Ainda as eleições e a liberdade de informar

Rejeitado o “monstro”, é preciso de qualquer modo rever a lei para que esta se adeqúe aos dias de hoje.

Logo após o recuo da proposta de revisão do “regime jurídico da cobertura jornalística em período eleitoral” (que tinha, mas logo deixou de ter, o “selo” dos três partidos do chamado “arco da governação, PSD, PS e CDS), o sociólogo António Barreto disse na televisão qualquer coisa como isto: quando lhe perguntaram se achava que tal proposta iria voltar, deu o exemplo da toupeira, que desaparece na terra mas volta à superfície.

Antes que a toupeira emerja convém, pois, deixar claras várias coisas. Foi o que fizeram os directores de todos os órgãos de comunicação social portugueses (de imprensa, rádio e televisão), numa louvável sintonia em princípios inabaláveis. O que diz essa carta de princípios já foi, no essencial, difundido, mas é bom sublinhar alguns pontos. Como, por exemplo, a absoluta desactualização da lei em vigor onde, para citar a carta dos directores, se “condiciona a liberdade de informação e interfere na autonomia dos meios de comunicação social”, onde se “confunde o trabalho editorial com iniciativas de propaganda político-partidária” e “noticiários com tempos de antena”, e onde se “obriga a que assuntos de natureza e importância diferente tenham a mesma cobertura noticiosa, anulando os critérios editoriais e o valor notícia dos acontecimentos.” Como se sabe, a proposta que, há cerca de uma semana, tanto escândalo causou, mantinha no essencial tais intromissões, acrescentando-lhes a bizarria de apresentar, a uma comissão de três elementos, um plano prévio “identificando, nomeadamente, o modelo de cobertura das ações [sic] de campanha (...), a realização de entrevistas, de debates (...), de reportagens alargadas, de emissões especiais ou de outros formatos informativos”. Esse plano teria de ser ratificado, e a sua não apresentação ou incumprimento era punida com multa.
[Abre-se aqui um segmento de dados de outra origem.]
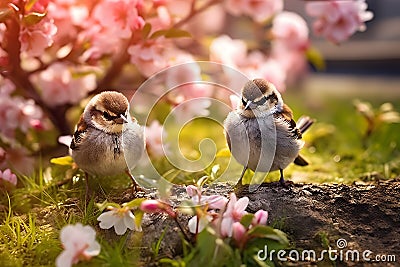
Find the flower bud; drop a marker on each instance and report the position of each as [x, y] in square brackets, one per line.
[260, 217]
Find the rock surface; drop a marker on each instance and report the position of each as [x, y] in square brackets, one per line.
[364, 216]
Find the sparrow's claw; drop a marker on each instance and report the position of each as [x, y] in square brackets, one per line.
[284, 182]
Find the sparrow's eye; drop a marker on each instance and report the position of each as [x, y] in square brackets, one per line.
[107, 116]
[244, 102]
[261, 101]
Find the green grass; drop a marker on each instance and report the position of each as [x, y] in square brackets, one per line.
[32, 215]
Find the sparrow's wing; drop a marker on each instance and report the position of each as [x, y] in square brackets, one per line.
[300, 161]
[81, 129]
[304, 122]
[287, 116]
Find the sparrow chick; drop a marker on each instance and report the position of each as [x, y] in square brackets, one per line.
[261, 133]
[104, 133]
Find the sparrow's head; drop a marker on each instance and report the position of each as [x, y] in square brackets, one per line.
[107, 111]
[260, 96]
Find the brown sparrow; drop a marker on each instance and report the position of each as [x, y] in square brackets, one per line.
[261, 133]
[104, 133]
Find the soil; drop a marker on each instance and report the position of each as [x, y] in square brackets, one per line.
[315, 217]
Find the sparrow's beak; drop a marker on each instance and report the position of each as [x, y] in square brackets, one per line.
[247, 107]
[123, 119]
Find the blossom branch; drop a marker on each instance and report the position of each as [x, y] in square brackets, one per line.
[195, 12]
[19, 77]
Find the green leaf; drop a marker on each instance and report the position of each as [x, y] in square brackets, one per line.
[5, 13]
[33, 18]
[315, 58]
[247, 219]
[63, 161]
[171, 33]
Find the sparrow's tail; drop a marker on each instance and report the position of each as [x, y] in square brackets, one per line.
[303, 123]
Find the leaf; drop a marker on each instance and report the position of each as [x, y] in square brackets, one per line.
[33, 18]
[63, 161]
[224, 153]
[5, 14]
[171, 33]
[315, 58]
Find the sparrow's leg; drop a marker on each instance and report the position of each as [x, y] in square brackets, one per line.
[281, 180]
[241, 176]
[87, 190]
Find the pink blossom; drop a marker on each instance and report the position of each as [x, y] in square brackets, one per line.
[197, 225]
[154, 139]
[79, 243]
[100, 42]
[290, 30]
[40, 6]
[16, 112]
[338, 20]
[260, 218]
[234, 213]
[258, 10]
[36, 38]
[8, 176]
[60, 85]
[151, 206]
[150, 56]
[292, 62]
[65, 16]
[121, 16]
[227, 51]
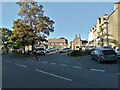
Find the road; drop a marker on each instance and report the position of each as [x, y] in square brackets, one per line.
[57, 71]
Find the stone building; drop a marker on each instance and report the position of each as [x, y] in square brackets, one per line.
[106, 32]
[114, 26]
[76, 43]
[57, 43]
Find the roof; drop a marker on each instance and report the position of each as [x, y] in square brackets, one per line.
[56, 40]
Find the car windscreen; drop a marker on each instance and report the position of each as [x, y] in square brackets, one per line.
[109, 52]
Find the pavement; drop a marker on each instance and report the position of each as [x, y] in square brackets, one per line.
[58, 71]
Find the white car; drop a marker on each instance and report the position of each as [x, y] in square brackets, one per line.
[117, 50]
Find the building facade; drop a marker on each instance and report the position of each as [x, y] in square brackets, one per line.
[76, 43]
[106, 32]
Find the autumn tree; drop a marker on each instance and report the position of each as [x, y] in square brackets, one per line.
[32, 15]
[6, 33]
[22, 34]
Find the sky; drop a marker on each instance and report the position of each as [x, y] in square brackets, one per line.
[70, 17]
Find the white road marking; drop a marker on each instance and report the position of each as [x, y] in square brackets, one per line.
[8, 61]
[53, 63]
[53, 75]
[97, 70]
[45, 62]
[20, 65]
[76, 67]
[64, 65]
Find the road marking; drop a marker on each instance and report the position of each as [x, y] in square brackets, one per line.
[64, 65]
[53, 63]
[97, 70]
[76, 67]
[20, 65]
[45, 62]
[8, 61]
[53, 75]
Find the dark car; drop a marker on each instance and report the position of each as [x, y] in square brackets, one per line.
[65, 50]
[41, 51]
[104, 55]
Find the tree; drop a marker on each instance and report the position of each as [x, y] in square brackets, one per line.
[32, 15]
[6, 33]
[22, 34]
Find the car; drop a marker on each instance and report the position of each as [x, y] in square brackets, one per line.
[117, 50]
[40, 51]
[65, 50]
[104, 55]
[105, 47]
[51, 50]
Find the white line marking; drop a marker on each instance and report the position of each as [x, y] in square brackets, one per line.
[53, 63]
[20, 65]
[76, 67]
[8, 61]
[64, 65]
[54, 75]
[45, 62]
[97, 70]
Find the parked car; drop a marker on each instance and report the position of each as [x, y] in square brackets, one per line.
[105, 47]
[51, 50]
[117, 50]
[65, 50]
[40, 51]
[104, 55]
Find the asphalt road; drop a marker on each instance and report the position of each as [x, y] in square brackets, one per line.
[57, 71]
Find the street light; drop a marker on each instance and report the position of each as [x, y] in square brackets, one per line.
[107, 32]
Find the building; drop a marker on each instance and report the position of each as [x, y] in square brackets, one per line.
[84, 42]
[114, 26]
[106, 32]
[58, 43]
[76, 43]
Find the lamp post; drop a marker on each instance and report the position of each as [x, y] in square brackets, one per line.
[107, 32]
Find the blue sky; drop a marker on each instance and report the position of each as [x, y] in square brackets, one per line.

Foi esta a toupeira que despareceu numa cova funda. Para que não volte, mesmo com aparência melhorada, convém assentar nas bases essenciais de uma lei futura. E essas, como também sublinha a carta dos directores, deve respeitar “os princípios de liberdade, independência e imparcialidade dos órgãos de comunicação social e dos jornalistas face a todas as forças políticas e a todas as candidaturas”, deve “separar de forma inequívoca a actividade jornalística, da responsabilidade exclusiva dos meios de comunicação social, das iniciativas de propaganda” e “deve ter presente a ponderação entre o princípio da não discriminação de candidaturas e a autonomia e liberdade editorial e de programação dos órgãos de comunicação social.” Isto, como facilmente se percebe, é incompatível com a exigência de “planos prévios” ou disparates semelhantes. Os 41 anos da nossa democracia, com dezenas de actos eleitorais realizados, são garantia bastante de que não precisamos de leis “correctoras” (como se fôssemos crianças) nem os partidos ou candidatos precisam de lais “piedosas” (como se fossem indefesos). Se houver bom senso, haverá uma lei condigna, que servirá para hoje e para o futuro.